Remembering a fallen planet
Six years ago today, the International Astronomical Union (IAU), a normally dull, pro forma bureaucratic body convened. They held meetings and listened to passionate appeals. And then it rocked the world of schoolchildren and adults nostalgic for their school years:
They stripped Pluto of its planethood.
Or at least it seems like it rocked their world. For at least one contemporaneous account notes a very odd thing that happened: the nation's local papers (which there were more of, in those heady days) gave full local coverage to Pluto's stripped titles.

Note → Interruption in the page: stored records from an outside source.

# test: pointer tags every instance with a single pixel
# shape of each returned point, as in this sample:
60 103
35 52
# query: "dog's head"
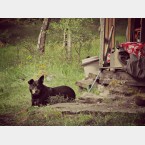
36 86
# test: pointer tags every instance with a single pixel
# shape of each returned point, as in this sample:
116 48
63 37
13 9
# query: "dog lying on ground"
41 94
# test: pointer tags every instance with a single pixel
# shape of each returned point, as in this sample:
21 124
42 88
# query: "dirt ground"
109 100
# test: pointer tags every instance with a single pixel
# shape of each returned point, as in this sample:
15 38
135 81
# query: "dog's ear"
41 79
30 81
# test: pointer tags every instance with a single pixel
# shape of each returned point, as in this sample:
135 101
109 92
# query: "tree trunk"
67 44
42 35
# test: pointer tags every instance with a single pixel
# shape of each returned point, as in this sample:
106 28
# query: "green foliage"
21 62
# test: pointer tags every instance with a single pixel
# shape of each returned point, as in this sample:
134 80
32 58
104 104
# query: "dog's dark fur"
41 93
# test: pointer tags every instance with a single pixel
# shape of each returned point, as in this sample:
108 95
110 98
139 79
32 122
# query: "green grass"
21 62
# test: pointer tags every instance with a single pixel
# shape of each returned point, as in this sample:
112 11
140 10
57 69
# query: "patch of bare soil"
109 100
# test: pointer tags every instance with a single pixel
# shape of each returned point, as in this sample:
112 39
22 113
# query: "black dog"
41 93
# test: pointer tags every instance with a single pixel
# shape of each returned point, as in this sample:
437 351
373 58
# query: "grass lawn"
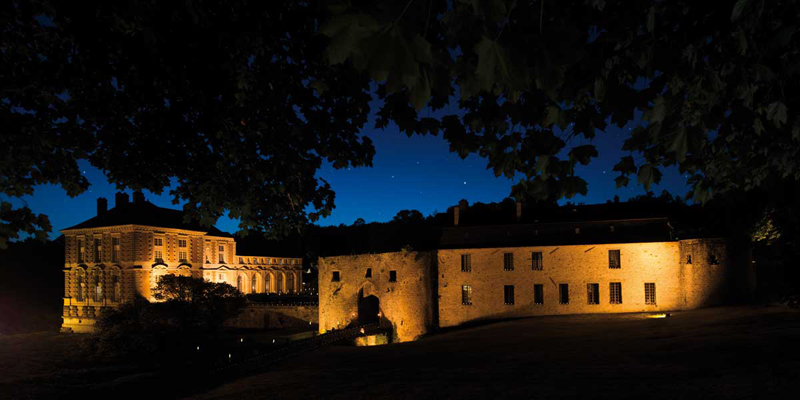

Take Andrew Kantor's telling, reported for the Roanoke Times in Virginia. Kantor glosses the history of the small planets: how, with the discovery of the larger-than-Pluto object Xena in 2003, some 50 or 60 space rocks could suddenly qualify for an up-to-that-point ill-defined planethood. He quotes Mike Brown, the California Institute of Technology professor who discovered Xena (and published How I Killed Pluto two years ago). Then he turns his local news attention to, well, a local:
"There are about 50 or 60 other large pieces of debris in the Kuiper Belt," said Mike Overacker, president of the Roanoke Valley Astronomical Society. If we started calling the larger objects "planets," he explained, "We'd be opening up a can of worms."
Kantor sought a local's opinion on Pluto. And so did, according to the same account, Grand Junction, Colorado's Grand Sentinel and the Northeast Mississippi Daily Journal. The Bakserfield Californian ran a well-reported account of Columbia Elementary School's rally in support of Pluto. Dan Shaughnessy of the Boston Globe proposed that the Red Sox' Manny Ramirez be anointed with celestial status, as "Planet Manny operates in his own orbit and hits baseballs into outer space. He's certainly no dwarf planet like Pluto."
Since then, Pluto's demotion has spawned t-shirts and Colbert appearances. Xena is popularly forgotten, but you still invite a semi-bizarre regret whenever the canine orb-formerly-known-as-a-planet comes up. But that August, in 2006 is a funny moment to remember: This outcry, not over science itself, but over a rare bit of public science-making, where the definitions humanity imposes over its models creaked and shifted. Were people upset because they learned about Pluto in school? Because it was diminutive, and we love to root for an underdog? Because any change upsets? ("Marv, Jim's retired from the firm! I know! And Pluto's not a planet anymore!")
A combination, likely. But, especially with its fervent local coverage, it does seem to propose a corollary to All poltics is local:
All politics is local. All science is universal -- and that means all science is local, too.